Additional QC and analysis pertaining particularly to CUT&Run and CUT&Tag data are reported in this module. This report was adapted in python from the original CUT&Tag analysis protocol from the Henikoff Lab.

Python reporting - fragment length distribution

MultiQC

MultiQC is a visualization tool that generates a single HTML report summarizing all samples in your project. Most of the pipeline QC results are visualised in the report and further statistics are available in the report data directory.

NB: The FastQC plots displayed in the MultiQC report shows untrimmed reads. They may contain adapter sequence and potentially regions with low quality.

Output files
  • 04_reporting/multiqc/
    • multiqc_report.html: a standalone HTML file that can be viewed in your web browser.
    • multiqc_data/: directory containing parsed statistics from the different tools used in the pipeline.
    • multiqc_plots/: directory containing static images from the report in various formats.

IGV

Output files
  • 04_reporting/igv/
    • igv_session.xml: IGV session.
    • *.txt: IGV input file configurations.

An IGV session file will be created at the end of the pipeline containing the normalised bigWig tracks, per-sample peaks, target genome fasta and annotation GTF. Once installed, open IGV, go to File > Open Session and select the igv_session.xml file for loading.

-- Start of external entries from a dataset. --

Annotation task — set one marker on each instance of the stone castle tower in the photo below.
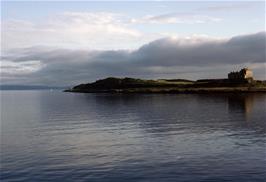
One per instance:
(244, 75)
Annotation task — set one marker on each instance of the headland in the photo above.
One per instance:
(236, 82)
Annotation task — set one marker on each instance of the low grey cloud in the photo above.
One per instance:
(176, 18)
(191, 58)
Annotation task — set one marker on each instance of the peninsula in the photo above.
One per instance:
(241, 81)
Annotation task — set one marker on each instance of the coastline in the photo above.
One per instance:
(176, 90)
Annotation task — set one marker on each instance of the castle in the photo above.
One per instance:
(244, 75)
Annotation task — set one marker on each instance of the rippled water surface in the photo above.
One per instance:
(56, 136)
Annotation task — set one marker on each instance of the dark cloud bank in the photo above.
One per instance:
(163, 58)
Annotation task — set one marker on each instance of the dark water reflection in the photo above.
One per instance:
(54, 136)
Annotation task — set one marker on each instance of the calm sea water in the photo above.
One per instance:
(56, 136)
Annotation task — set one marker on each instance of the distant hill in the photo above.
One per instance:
(134, 85)
(29, 87)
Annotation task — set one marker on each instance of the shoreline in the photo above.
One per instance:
(175, 90)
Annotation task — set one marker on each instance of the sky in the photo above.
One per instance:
(65, 43)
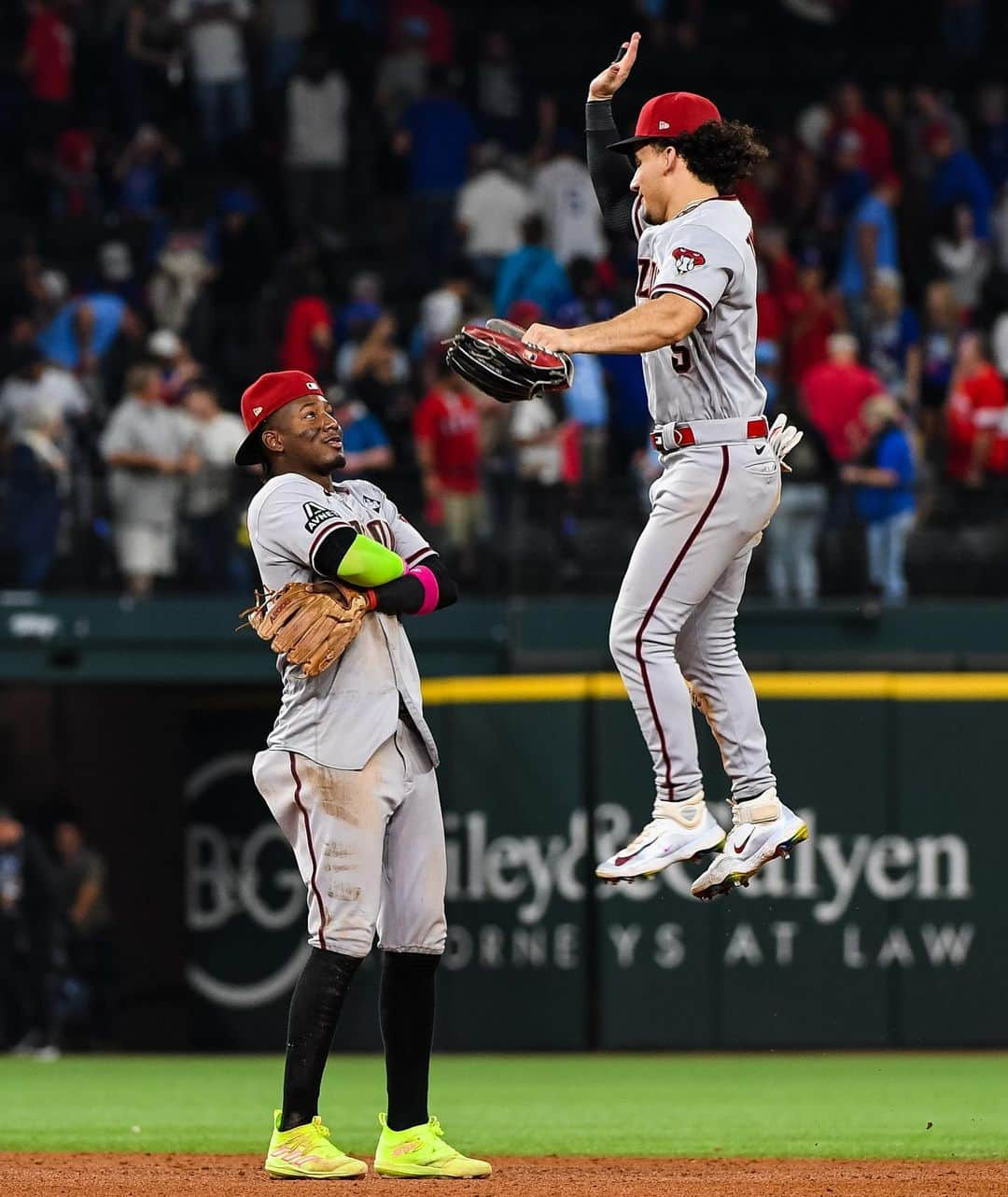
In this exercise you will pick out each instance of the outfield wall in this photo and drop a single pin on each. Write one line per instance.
(888, 929)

NB: If you are not using an in-built genome provided by IGV you will need to load the annotation yourself e.g. in .gtf and/or .bed format.

Deeptools

Output files
  • 04_reporting/heatmaps/<gene/peak>/
    • .plotHeatmap.pdf: heatmap PDF.
    • .computeMatrix.mat.gz: heatmap matrix.
    • *.mat.tab: matrix and heatmap configs.

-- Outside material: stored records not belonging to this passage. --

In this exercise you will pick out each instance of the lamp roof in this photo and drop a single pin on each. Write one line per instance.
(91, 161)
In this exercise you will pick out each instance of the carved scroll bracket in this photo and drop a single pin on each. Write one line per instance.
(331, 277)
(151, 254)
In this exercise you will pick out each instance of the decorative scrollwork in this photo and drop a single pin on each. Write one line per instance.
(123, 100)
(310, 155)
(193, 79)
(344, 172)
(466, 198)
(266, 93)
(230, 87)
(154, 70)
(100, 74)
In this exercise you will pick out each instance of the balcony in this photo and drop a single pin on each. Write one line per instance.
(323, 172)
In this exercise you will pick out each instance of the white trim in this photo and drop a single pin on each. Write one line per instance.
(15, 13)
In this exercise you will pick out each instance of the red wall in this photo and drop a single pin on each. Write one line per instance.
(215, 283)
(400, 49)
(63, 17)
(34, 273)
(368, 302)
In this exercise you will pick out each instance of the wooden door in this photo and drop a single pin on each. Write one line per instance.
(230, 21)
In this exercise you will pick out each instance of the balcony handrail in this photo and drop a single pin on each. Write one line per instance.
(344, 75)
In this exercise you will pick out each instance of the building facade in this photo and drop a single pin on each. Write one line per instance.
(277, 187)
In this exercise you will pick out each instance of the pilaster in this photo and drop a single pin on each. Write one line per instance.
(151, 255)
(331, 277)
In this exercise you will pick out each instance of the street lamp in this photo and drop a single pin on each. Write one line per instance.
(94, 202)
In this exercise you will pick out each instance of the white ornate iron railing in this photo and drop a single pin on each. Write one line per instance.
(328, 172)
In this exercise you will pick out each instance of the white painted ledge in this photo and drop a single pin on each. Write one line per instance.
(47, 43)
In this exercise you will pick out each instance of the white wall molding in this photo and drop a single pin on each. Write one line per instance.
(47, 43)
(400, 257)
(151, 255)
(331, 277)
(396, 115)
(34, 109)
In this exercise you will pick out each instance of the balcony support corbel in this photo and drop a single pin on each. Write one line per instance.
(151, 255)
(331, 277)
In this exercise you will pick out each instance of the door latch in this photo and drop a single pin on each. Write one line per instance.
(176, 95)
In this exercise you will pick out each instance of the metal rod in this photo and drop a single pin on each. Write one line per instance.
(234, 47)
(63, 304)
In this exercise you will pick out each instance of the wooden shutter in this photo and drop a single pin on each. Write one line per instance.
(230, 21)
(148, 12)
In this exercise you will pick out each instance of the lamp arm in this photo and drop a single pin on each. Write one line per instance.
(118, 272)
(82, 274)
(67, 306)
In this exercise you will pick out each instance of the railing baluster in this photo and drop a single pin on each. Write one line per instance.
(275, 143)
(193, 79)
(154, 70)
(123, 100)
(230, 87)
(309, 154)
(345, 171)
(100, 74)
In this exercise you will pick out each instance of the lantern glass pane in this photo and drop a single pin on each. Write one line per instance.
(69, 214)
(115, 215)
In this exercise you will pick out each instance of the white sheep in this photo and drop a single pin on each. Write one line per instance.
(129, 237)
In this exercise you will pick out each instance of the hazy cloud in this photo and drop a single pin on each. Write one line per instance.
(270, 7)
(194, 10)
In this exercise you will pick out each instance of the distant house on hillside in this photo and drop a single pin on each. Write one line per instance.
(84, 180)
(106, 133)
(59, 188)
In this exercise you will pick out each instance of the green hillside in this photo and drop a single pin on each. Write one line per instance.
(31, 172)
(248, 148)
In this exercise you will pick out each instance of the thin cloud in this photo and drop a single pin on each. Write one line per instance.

deeptools sub-tools computeMatrix and plotHeatmap are used to assess the distribution of fragments around genes and peaks.

Workflow reporting and genomes

Reference genome files

Output files
  • 00_genome/target/
    • *.fa: If the --save_reference parameter is provided then all of the genome reference files will be placed in this directory.
  • 00_genome/target/index/
    • bowtie2: Directory containing target Bowtie2 indices.
  • 00_genome/spikein/index/
    • bowtie2: Directory containing spike-in Bowtie2 indices.

A number of genome-specific files are generated by the pipeline because they are required for the downstream processing of the results. If the --save_reference parameter is provided then these will be saved in the 00_genome/ directory. It is recommended to use the --save_reference parameter if you are using the pipeline to build new indices so that you can save them somewhere locally. The index building step can be quite a time-consuming process and it permits their reuse for future runs of the pipeline to save disk space.

Pipeline information

Output files
  • pipeline_info/
    • Reports generated by Nextflow: execution_report.html, execution_timeline.html, execution_trace.txt and pipeline_dag.dot/pipeline_dag.svg.
    • Reports generated by the pipeline: pipeline_report.html, pipeline_report.txt and software_versions.yml. The pipeline_report* files will only be present if the --email / --email_on_fail parameter’s are used when running the pipeline.
    • Reformatted samplesheet files used as input to the pipeline: samplesheet.valid.csv.

Nextflow provides excellent functionality for generating various reports relevant to the running and execution of the pipeline. This will allow you to troubleshoot errors with the running of the pipeline, and also provide you with other information such as launch commands, run times and resource usage.